In 1968, a management buyout of the car operations was finalised and all the Alvis car design plans, customer records, stock of parts and remaining employees were transferred to Red Triangle.
1970s to present
As part of Rover, Alvis Limited was incorporated into British Leyland but was bought by United Scientific Holdings plc in 1981. Subsequently the company's name was changed to Alvis plc. Alvis plc acquired a British truck manufacturer Universal Power Drives in 1994, naming their new subsidiary Alvis Unipower Limited. The trucks were subsequently branded as Alvis-Unipower. In 1998, Alvis plc acquired the armoured vehicle business of GKN plc, and the main UK manufacturing operation was moved from Coventry to Telford. The site of the Alvis works in Holyhead Road is now an out-of-town shopping complex, but its name, Alvis Retail Park, reflects the heritage of the site. In 2002 Alvis plc purchased Vickers Defence Systems to form the subsidiary Alvis Vickers Ltd, which was in turn purchased by BAE Systems in 2004. BAE Systems ended the use of the Alvis distinctive red triangle trademark.

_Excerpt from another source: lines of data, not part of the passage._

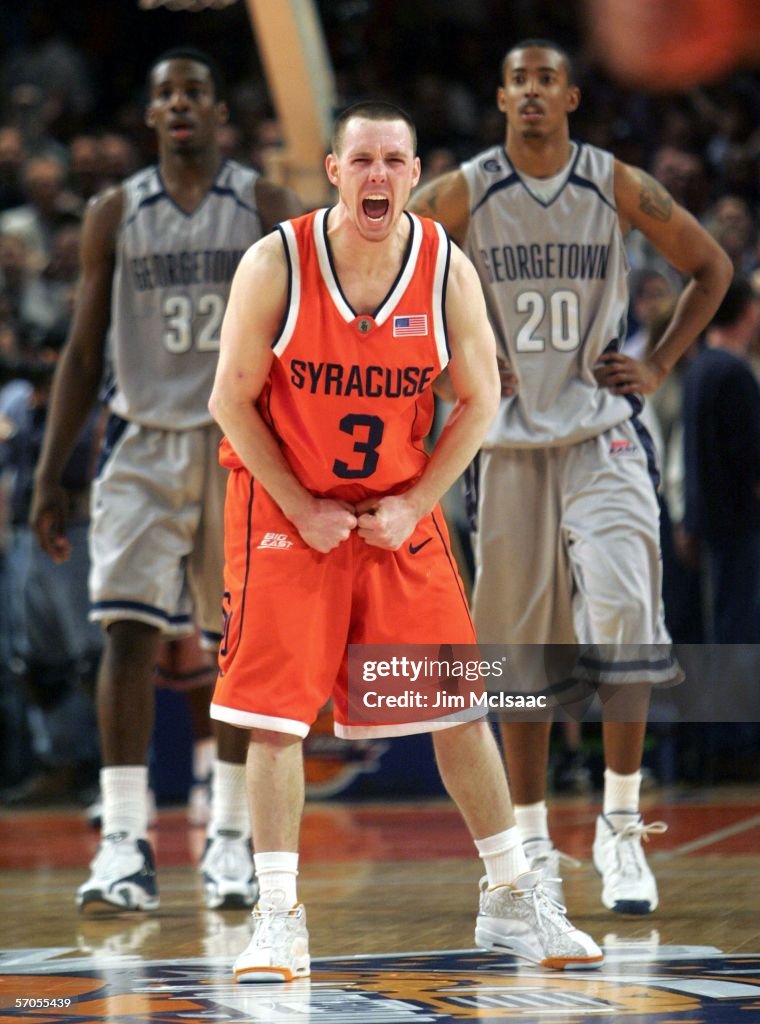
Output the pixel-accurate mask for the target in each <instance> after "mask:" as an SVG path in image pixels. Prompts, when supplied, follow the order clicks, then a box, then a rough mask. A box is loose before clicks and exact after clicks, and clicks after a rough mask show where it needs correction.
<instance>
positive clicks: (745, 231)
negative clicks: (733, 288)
mask: <svg viewBox="0 0 760 1024" xmlns="http://www.w3.org/2000/svg"><path fill="white" fill-rule="evenodd" d="M706 227H707V229H708V230H709V231H710V233H711V234H712V236H713V238H714V239H715V241H716V242H717V243H718V245H720V246H722V247H723V249H725V251H726V252H727V253H728V256H729V257H730V260H731V263H733V268H734V270H735V271H736V273H750V272H751V271H752V270H754V269H755V267H756V266H757V265H758V251H757V246H758V236H757V224H756V223H755V218H754V217H753V214H752V208H751V207H750V204H749V203H748V202H747V200H745V199H742V197H741V196H721V197H720V199H719V200H718V201H717V202H716V203H715V204H714V206H713V207H712V208H711V210H710V211H709V212H708V215H707V218H706Z"/></svg>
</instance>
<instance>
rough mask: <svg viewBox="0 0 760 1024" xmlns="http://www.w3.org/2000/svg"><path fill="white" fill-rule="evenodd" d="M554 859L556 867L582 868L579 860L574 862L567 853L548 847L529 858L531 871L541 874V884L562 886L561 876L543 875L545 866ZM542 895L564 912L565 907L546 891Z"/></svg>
mask: <svg viewBox="0 0 760 1024" xmlns="http://www.w3.org/2000/svg"><path fill="white" fill-rule="evenodd" d="M555 857H556V859H557V865H559V864H566V865H567V866H568V867H581V866H582V864H581V861H580V860H576V858H575V857H572V856H571V855H569V854H568V853H564V851H563V850H558V849H557V847H555V846H551V847H549V849H548V850H544V851H542V852H541V853H535V854H532V856H531V857H530V861H531V870H539V871H541V872H542V874H541V881H542V883H544V884H546V883H547V882H548V883H553V884H555V885H557V886H560V885H561V884H562V877H561V874H556V876H553V874H544V873H543V872H544V868H545V866H546V864H547V863H548V862H549V861H550V860H553V859H554V858H555ZM544 895H545V896H546V897H547V899H550V900H551V901H552V903H555V904H556V905H557V906H560V907H562V912H564V911H565V910H566V907H565V906H563V905H562V904H561V903H560V902H559V901H558V900H556V899H554V897H553V896H552V894H551V893H550V892H549V891H548V890H545V891H544Z"/></svg>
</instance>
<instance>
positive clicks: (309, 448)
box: [222, 209, 451, 502]
mask: <svg viewBox="0 0 760 1024" xmlns="http://www.w3.org/2000/svg"><path fill="white" fill-rule="evenodd" d="M328 213H329V210H327V209H322V210H316V211H314V212H312V213H309V214H306V215H305V216H303V217H298V218H296V219H294V220H289V221H286V222H284V223H283V224H281V225H280V226H279V229H280V231H281V234H282V238H283V243H284V245H285V249H286V254H287V259H288V270H289V290H288V303H287V307H286V310H285V315H284V318H283V325H282V328H281V331H280V333H279V336H278V337H277V338H276V339H275V341H273V343H272V350H273V353H275V359H273V361H272V366H271V370H270V373H269V377H268V380H267V382H266V384H265V386H264V388H263V390H262V393H261V395H260V396H259V399H258V403H257V408H258V410H259V412H260V414H261V416H262V417H263V419H264V421H265V422H266V423H267V424H268V426H269V428H270V429H271V430H272V432H273V433H275V434H276V436H277V437H278V439H279V440H280V441H281V444H282V450H283V453H284V455H285V457H286V459H287V461H288V463H289V465H290V467H291V469H292V470H293V473H294V475H295V476H296V477H297V478H298V480H299V481H300V482H301V483H302V484H303V485H304V486H305V487H306V488H307V489H308V490H310V492H311V493H312V494H314V495H319V496H324V497H330V498H336V499H343V500H345V501H349V502H355V501H358V500H361V499H362V498H366V497H372V496H374V495H385V494H395V493H402V492H404V490H406V489H408V488H409V486H411V485H412V483H413V482H414V481H415V480H416V479H417V477H418V476H419V475H420V473H421V472H422V470H423V469H424V466H425V463H426V460H427V455H426V453H425V449H424V444H423V439H424V438H425V437H426V436H427V434H428V432H429V430H430V426H431V423H432V416H433V397H432V390H431V385H432V382H433V381H434V380H435V378H436V377H437V376H438V374H439V373H440V372H441V371H442V370H444V368H445V367H446V365H447V362H448V361H449V346H448V341H447V332H446V315H445V302H446V284H447V276H448V271H449V262H450V258H451V244H450V242H449V239H448V237H447V234H446V232H445V230H444V229H442V227H441V226H440V225H439V224H437V223H436V222H435V221H432V220H429V219H427V218H420V217H417V216H416V215H414V214H411V213H405V216H406V217H408V218H409V222H410V238H409V244H408V247H407V252H406V255H405V258H404V263H403V266H402V268H400V270H399V272H398V275H397V278H396V280H395V282H394V283H393V285H392V287H391V289H390V292H389V293H388V295H387V296H386V298H385V299H384V301H383V302H382V303H381V305H380V306H379V307H378V308H377V309H376V310H374V312H373V313H372V314H368V313H356V312H355V311H354V310H353V309H352V308H351V306H350V305H349V303H348V302H347V301H346V298H345V296H344V295H343V293H342V291H341V288H340V284H339V282H338V279H337V276H336V274H335V270H334V265H333V260H332V254H331V251H330V245H329V242H328V238H327V219H328ZM222 462H223V464H224V465H226V466H228V467H230V468H236V467H239V466H240V465H241V464H240V461H239V460H238V459H237V457H236V456H235V454H234V452H233V451H231V449H230V446H229V444H228V442H226V441H225V442H224V445H223V449H222Z"/></svg>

In 2009, Red Triangle[ negotiated the legal transfer of the Alvis car trademarks. The following year, the company announced that the 4.3 Litre Short Chassis tourer would once again be available. All Alvis' records remain intact at the company’s Kenilworth headquarters along with a large stock of period parts. One of the men to have worked on the very last Alvis car produced in 1967 is still retained by Red Triangle in a training capacity. Built to the original plans, the new car has been named the "Continuation Series", to reflect the 73-year interruption in its production between 1937 and 2010. It differs only in detail from the pre-war examples: for emissions, the engine is governed by an electronic fuel injection system with electronic ignition, brakes are hydraulic rather than cable, the steering column collapsible and the rear light arrangement reconfigured to conform to modern standards.
In the early 21st century a new website launched a retro model from the companys past an agreement between them and BAe as to the revival of the marque,
Three British car companies—Alvis, Bentley, and Sunbeam—entered vehicles in local racing events between 1920 and 1930. Alvis and Sunbeam were at that time the only British companies building cars to Grand Prix formula racing specifications. Of these, Alvis was the only company whose race cars were characterized by front-wheel drive and fully independent suspension.
Alvis was a pioneer of front-wheel drive vehicles. While J. Walter Christie had designed the first front-wheel drive race car, which he drove in the 1906 Vanderbilt Cup, the next notable front-wheel drive race car was the supercharged Alvis 12/50 racing car designed by G.T. Smith-Clarke and W.M. Dunn, which was entered in the 1925 Kop Hill Climb in Princes Risborough in Buckinghamshire on March 28, 1925. Two months later (on Saturday, May 30, 1925), Harry Arminius Miller's Miller 122 front-wheel drive car was entered in the 1925 Indianapolis 500.